『色男の研究』

色男の研究 (角川選書)
現代に「色男」がいなくなったのは何故か? …筆者は色男の起源や類型を遠く平安時代から江戸時代までたどり、見かけだけではない、手練手管(というと語感が悪いが)に長けたモテる男たちの系譜を検証していく。
しかしこうしてかつて日本に(そして中世ヨーロッパにも)あった「色男」たちの「恋の技術」は、近代西欧ピューリタニズムに影響を受けた「恋愛」という観念によって駆逐されてしまう。筆者は北村透谷田山花袋を例に取りながらその様子を紹介していくのだが、西欧思想の影響を受けたことによって、色恋は「技術(=知性?)」を使うものではなく、「(心が)落ちていくもの、狂っていくもの」になってしまう。筆者はその行き着いた先が、たとえば相手の気持ちを全く考えないストーカー行為であるとか、他者とのコミュニケーション能力が不足したオタク的な人々の出現、つまりは自己完結に閉ざされたディスコミュニケーション時代の到来に他ならない、と言いたいらしい。
しかし、業平からドン・ファン西鶴から、荷風、透谷、花袋らを引き合いに出してくだくだと述べた後でたどり着いた結論が、「色男に代表される恋の駆け引きを、もう一度現代に復活させたらどうか」…というのは、拍子抜けというか竜頭蛇尾というか…。
ディスコミュニケーションで引きこもっているよりも、マニュアル本を片手にでもいいから恋をしよう=他者に働きかけていこう! みたいなことを言いたいのだと思うのだが。そりゃそうかもしれないけど、わざわざ色男を引き合いに出さなくてもいいのでなないかと思ってしまう。


ただ、個々の色男に関する記述には面白いものが多々あった。
たとえば、江戸時代の遊郭通いをする粋人には『色道大鏡』(藤本箕山・1688年)というマニュアル本があったようで、この時代の色男には、色里でモテるための様々な作法や予備知識が必要だったそうだ。

…もっとも、「色道」という哲学の究極的に説くところはより高踏的である。
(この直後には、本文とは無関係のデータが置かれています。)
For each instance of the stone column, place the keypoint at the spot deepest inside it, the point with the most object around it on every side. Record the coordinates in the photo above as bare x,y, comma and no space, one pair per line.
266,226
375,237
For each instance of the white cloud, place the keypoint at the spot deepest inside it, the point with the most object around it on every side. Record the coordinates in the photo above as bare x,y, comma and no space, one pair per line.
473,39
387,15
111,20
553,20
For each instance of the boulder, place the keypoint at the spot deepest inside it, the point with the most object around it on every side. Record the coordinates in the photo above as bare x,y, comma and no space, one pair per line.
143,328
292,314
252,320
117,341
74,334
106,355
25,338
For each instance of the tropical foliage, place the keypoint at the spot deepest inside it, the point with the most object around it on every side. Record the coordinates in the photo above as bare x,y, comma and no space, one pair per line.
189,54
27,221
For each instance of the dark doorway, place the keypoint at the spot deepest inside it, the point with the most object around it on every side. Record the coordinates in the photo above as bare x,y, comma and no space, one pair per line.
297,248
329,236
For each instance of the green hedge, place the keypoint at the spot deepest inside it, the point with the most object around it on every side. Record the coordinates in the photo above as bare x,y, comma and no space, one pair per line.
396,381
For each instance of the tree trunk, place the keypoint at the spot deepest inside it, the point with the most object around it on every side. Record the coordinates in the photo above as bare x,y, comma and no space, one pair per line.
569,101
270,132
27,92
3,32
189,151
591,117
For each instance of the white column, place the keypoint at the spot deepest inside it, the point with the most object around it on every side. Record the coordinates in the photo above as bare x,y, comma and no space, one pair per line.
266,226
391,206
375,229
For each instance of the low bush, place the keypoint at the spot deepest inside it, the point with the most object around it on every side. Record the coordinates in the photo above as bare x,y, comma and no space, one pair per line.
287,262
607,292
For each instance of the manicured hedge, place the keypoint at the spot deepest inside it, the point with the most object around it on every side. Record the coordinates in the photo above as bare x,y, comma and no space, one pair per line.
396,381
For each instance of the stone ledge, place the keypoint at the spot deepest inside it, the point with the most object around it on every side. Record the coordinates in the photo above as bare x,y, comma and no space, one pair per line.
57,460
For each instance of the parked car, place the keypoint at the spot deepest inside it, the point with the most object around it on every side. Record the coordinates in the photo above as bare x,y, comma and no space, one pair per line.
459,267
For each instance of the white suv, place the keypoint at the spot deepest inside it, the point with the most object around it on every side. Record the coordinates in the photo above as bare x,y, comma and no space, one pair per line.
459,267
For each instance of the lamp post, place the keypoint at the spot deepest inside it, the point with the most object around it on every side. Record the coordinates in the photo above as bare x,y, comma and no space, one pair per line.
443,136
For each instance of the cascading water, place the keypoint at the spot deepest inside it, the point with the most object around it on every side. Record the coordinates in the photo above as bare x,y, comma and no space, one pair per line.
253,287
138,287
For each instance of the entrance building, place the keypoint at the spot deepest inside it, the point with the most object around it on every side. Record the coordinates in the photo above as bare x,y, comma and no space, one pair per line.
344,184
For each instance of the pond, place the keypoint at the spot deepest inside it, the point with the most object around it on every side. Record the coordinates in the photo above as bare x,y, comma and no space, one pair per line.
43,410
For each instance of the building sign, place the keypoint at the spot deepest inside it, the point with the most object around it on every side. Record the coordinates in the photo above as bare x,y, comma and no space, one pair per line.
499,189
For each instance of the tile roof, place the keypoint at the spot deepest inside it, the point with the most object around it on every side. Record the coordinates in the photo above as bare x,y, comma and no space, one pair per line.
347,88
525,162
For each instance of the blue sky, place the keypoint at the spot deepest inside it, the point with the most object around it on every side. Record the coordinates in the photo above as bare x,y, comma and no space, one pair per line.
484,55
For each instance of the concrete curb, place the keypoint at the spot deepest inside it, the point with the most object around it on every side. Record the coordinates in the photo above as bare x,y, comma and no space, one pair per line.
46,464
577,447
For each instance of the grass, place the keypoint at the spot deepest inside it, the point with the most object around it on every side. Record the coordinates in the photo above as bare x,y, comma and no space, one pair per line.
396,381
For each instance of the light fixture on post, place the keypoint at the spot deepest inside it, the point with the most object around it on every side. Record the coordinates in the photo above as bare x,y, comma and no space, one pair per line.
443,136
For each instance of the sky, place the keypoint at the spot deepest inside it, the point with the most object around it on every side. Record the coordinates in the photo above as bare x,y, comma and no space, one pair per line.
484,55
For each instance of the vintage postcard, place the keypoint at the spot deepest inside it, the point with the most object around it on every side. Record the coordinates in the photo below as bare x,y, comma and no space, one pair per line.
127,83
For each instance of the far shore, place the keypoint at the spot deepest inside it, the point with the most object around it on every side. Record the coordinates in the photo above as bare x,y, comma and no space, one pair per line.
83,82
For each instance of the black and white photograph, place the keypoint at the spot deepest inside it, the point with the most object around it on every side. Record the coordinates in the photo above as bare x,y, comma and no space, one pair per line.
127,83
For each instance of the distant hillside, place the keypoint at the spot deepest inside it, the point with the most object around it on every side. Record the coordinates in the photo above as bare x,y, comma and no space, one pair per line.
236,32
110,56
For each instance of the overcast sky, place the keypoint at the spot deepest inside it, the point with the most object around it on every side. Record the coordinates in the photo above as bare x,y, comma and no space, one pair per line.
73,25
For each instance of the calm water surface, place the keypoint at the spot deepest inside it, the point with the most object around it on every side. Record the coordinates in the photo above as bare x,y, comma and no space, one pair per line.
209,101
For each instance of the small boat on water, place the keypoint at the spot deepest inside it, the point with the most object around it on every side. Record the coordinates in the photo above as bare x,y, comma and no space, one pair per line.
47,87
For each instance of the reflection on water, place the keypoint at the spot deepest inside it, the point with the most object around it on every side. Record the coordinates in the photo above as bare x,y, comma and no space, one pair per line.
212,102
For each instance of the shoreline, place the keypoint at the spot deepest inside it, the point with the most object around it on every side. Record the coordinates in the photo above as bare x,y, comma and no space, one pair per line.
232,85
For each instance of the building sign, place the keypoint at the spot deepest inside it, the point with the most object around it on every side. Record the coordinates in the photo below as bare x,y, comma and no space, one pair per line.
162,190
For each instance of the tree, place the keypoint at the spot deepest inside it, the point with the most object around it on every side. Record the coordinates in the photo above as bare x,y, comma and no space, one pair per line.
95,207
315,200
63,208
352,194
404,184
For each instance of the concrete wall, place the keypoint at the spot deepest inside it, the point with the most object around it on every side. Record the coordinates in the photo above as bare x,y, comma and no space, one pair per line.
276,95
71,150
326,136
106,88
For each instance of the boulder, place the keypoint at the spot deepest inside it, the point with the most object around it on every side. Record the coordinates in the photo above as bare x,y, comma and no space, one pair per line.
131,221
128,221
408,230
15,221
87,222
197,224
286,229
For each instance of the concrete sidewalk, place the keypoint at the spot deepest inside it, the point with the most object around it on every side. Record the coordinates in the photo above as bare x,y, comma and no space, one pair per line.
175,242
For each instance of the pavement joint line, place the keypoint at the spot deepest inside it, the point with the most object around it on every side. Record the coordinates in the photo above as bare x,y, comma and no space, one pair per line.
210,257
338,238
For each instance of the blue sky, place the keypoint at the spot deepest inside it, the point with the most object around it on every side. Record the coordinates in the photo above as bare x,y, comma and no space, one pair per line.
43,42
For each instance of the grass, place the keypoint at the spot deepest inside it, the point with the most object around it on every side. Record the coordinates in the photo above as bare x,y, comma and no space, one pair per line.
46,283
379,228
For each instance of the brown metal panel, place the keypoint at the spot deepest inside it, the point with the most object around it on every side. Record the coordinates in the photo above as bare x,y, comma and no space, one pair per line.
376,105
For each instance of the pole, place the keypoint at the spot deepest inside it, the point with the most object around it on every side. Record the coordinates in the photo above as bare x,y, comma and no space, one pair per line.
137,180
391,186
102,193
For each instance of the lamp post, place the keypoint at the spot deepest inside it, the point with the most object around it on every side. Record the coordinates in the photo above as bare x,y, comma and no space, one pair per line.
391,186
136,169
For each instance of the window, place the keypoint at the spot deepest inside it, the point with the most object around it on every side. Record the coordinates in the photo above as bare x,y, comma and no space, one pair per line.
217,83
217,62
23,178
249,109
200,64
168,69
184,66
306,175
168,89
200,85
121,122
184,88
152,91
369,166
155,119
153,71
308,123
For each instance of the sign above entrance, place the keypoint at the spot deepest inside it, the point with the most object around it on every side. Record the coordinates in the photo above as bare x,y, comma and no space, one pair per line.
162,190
『色道大鏡』の勧める、より高次な粋の境地は、だまされたふりをして遊ぶ──したがって、散財する──ことである。さらに、もっとも高度な粋の境地は、すべてを悟って、遊郭通いをやめることである。つまり、恋の究極に恋の消失があるという逆説である。この説は、吉野太夫が言ったとされる有名な言葉、「吉原に来る者は野暮」にも表現されている。

300年以上も前の遊び人哲学に、現代の私もハッとさせられる。
キャバクラに通って喜んでいるうちは初心者、旬の話題を仕入れてオシャレな服を着て女の子を店外デートに誘おうと必死になるのは中級者、同伴やアフターでいいもの食いに行ってお店でも高い酒をあけてモテるのが上級者、しかし最終的にキャバクラ輪廻から解脱した人はキャバクラに通わなくなる…と翻訳してみると、なかなか興味深い*1


ところで筆者のヨコタ村上孝之氏、私が大学の文学部生だったときに授業を持っていた方なのだが、シラバスで名前を見て「この“ヨコタ村上”さんの授業って講師が2人いるのか?」とか思ったものだった。その同時期に講師として『もてない男』の小谷野敦さんも在籍されていて、こちらは授業を受けたことがある。ご両人とも比較文学が専門。
「色男」と「もてない男」の対比もなかなか興味深いこの2人、どういうわけか私の記憶の中では仲が良い…ということになっていたのだが、小谷野氏のブログによると「絶縁状態」ということになっている。
ヨコタ村上氏が何故こういう名前を名乗っているのかの経緯も含めて、その辺のことは以下の小谷野さんのエントリ(一方的記述だが面白い)を参照のこと。
ふまじめな大学教師の肖像 - 猫を償うに猫をもってせよ

*1:この分類で行くと、私はすでに解脱者。南無。